Publié le Vendredi 18 avril 2025 à 08h00.

Contre l’impunité des industries pétrolières au Nigeria

La mobilisation s’organise contre les multinationales qui tentent de partir laissant derrière elles des territoires ravagés par des marées noires.

Depuis des décennies d’exploitation pétrolière au Nigeria par les grandes majors occidentales, le Delta du Niger est totalement dévasté. Ce sont d’immenses étendues de terre et de mangrove totalement souillées par le pétrole détruisant le vivant. Les moyens de subsistance des populations, comme la pêche et l’agriculture, sont anéanties. Il n’y a plus d’eau potable, et l’air est pollué par les dizaines de torchères qui brûlent en continu.

Fuir ses responsabilités

Les principales industries pétrolières prennent la fuite et vendent leurs installations à des sociétés nigérianes. Leur but est de se débarrasser des puits, devenant moins rentables et dangereux en raison de leur vétusté. C’est aussi un moyen de partir en se soustrayant à leur devoir de dépollution et de dédommagements financiers pour les populations des communautés Ogale et Bille. C’est ainsi que TotalEnergies (toujours dans les bons coups) a vendu ses actifs à la société Chappal Energies pour 860 millions de dollars. La société italienne ENI a cédé ses actions à l’entreprise Oando, et Exxon Mobile a fait de même au profit de la société Seplat Energy. Toutes ces ventes ont pu être réalisées avec la bénédiction du président du Nigeria, Bola Tinubu, ancien comptable de Mobil Nigeria, dont le neveu est propriétaire de la société Oando.

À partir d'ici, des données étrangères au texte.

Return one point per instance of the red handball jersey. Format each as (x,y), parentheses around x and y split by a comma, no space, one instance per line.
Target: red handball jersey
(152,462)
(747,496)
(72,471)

Pour ces majors occidentales, il ne s’agit pas de quitter le pays mais seulement de brader leurs vieilles installations et de s’orienter vers l’offshore qui présente l’avantage que les pollutions seront plus difficilement documentables par les ONG.

Le procès Shell

Shell s’apprêtait à faire de même avec l’aval du ministère des Ressources pétrolières. Le montant de la transaction avec Renaissance Africa Energy Company Limited, consortium de quatre entreprises, s’élevait à 2,4 milliards de dollars mais le parlement et l’agence de règlementation sous la pression des ONG s’y sont opposés. Dans le même temps, les membres des communautés Ogale et Bille ont mené des actions judiciaires à Londres contre la société anglo-néerlandaise qui reste la plus importante du Delta du Niger. Désormais, l’affaire est instruite par la Haute Cour du Royaume-Uni.

La défense de Shell est d’expliquer que l’essentiel des fuites d’hydrocarbure qui souillent la nature sont dues aux détournements effectués par des trafiquants. Pour contrer ces arguments, Amnesty International, partie prenante de cette lutte, a dû analyser des dizaines de milliers de données montrant la vétusté des installations, notamment la corrosion des pipelines. Elle a pu le faire grâce à la mobilisation de 3 545 volontaires provenant de 142 pays pour examiner méticuleusement chaque document, chaque image. 

L’exigence est que Shell procède aux travaux de dépollution et verse des dédommagements aux populations ayant subi ces graves préjudices.